2. The apparatus according to claim 1, wherein the sound image information is a vector representing a relative position of a center position of the region viewed from a position indicated by the position information
Voice processing device.

The apparatus according to claim 1,
For each of the speech output units, the gain is calculated for each of the spread vectors,
Calculating an added value of the gain calculated for each spread vector for each of the speech output units,
Quantizing the added value by a gain of two or more values for each of the audio output units,
And the final gain for each of the audio output units is calculated based on the quantized sum value
Voice processing device.

9. The apparatus according to claim 8, wherein the gain calculating unit is a mesh that is an area surrounded by the three audio output units, selects the number of meshes to be used for calculating the gain, Based on the vector, the gain is calculated for each spread vector
Voice processing device.

The apparatus according to claim 9, wherein the gain calculator selects the number of meshes used for calculation of the gain, whether to perform the quantization, and the number of quantization of the addition value at the time of quantization, The final gain is calculated
Voice processing device.

The audio signal processing apparatus according to claim 10, wherein the gain calculating section calculates the number of the meshes used for calculation of the gain, whether to perform the quantization, and the number of quantization
Voice processing device.

11. The audio signal processing apparatus according to claim 10, wherein the gain calculating section calculates the number of the meshes used for calculation of the gain, whether to perform the quantization, and the number of quantization
Voice processing device.

The audio signal processing apparatus according to claim 12, wherein the gain calculating section calculates the gain of the audio object, which is closer to the audio object having the higher importance, so that the number of the meshes used for calculating the gain increases, Select the number of meshes
Voice processing device.

The audio signal processing apparatus according to claim 10, wherein the gain calculating section calculates the number of the meshes used for calculation of the gain, whether or not to perform the quantization, and the number of quantization, based on the sound pressure of the audio signal of the audio object
Voice processing device.

The audio output apparatus according to claim 9, wherein the gain calculating unit selects three or more audio output units including the audio output units located at different heights from among the plurality of audio output units, according to the selection result of the number of meshes, And the gain is calculated on the basis of one or a plurality of meshes formed by the selected audio output unit
Voice processing device.

Acquiring metadata including positional information indicating a position of an audio object and sound image information indicating a range of sound images from the position including a vector of two or more dimensions,
Calculates a spread vector indicating a position in the area based on a ratio of a horizontal direction angle and a vertical direction angle with respect to an area indicating a range of the sound image determined by the sound image information,
And calculates the gain of each of the audio signals supplied to the two or more audio output units located in the vicinity of the position indicated by the position information, based on the spread vector
A method for processing a speech including a step.
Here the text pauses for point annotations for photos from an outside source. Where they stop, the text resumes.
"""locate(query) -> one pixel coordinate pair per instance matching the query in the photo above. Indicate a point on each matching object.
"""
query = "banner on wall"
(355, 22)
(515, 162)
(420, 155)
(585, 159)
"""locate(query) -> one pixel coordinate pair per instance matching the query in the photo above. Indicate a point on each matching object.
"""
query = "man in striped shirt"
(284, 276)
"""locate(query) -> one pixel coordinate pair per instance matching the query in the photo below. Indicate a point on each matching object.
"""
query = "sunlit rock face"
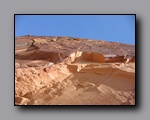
(73, 71)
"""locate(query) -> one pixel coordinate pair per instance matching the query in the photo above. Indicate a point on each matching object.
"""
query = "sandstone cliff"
(73, 71)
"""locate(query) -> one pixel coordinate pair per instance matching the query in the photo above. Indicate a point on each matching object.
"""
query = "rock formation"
(73, 71)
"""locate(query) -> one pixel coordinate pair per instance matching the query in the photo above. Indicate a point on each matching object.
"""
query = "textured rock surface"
(73, 71)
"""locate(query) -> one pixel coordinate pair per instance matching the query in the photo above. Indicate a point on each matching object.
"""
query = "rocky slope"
(73, 71)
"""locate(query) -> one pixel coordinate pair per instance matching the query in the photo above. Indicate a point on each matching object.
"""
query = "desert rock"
(53, 70)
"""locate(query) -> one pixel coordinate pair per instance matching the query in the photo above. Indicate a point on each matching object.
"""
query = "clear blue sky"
(115, 28)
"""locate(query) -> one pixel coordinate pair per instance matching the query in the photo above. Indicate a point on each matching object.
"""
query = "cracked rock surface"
(53, 70)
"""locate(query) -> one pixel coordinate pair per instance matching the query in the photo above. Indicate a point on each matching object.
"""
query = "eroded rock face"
(73, 71)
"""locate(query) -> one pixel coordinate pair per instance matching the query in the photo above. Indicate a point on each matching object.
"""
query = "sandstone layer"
(73, 71)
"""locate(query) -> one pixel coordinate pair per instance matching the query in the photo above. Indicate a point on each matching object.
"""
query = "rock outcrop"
(73, 71)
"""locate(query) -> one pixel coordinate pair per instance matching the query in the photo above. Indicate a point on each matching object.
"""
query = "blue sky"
(114, 28)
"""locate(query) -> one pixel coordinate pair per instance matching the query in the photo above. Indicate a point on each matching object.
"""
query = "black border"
(86, 106)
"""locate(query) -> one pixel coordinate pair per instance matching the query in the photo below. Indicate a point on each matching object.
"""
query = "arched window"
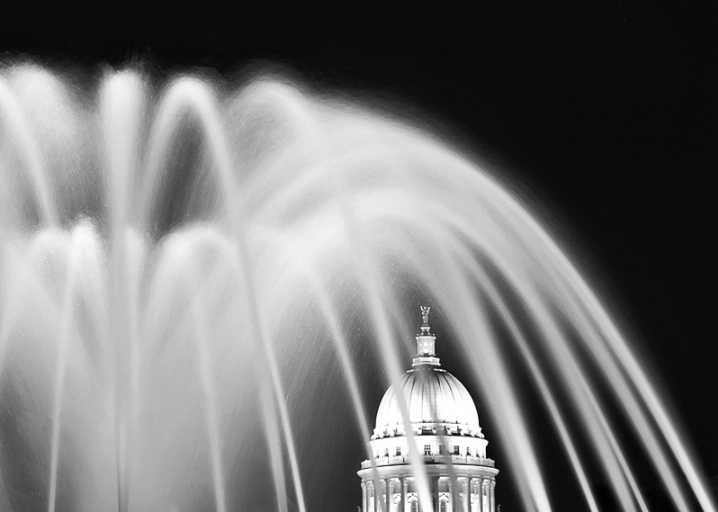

Acquiring metadata including positional information indicating a position of an audio object and sound image information indicating a range of sound images from the position including a vector of two or more dimensions,
Calculates a spread vector indicating a position in the area based on a ratio of a horizontal direction angle and a vertical direction angle with respect to an area indicating a range of the sound image determined by the sound image information,
And calculates the gain of each of the audio signals supplied to the two or more audio output units located in the vicinity of the position indicated by the position information, based on the spread vector
A computer-readable recording medium storing a program that causes a computer to execute a process including steps.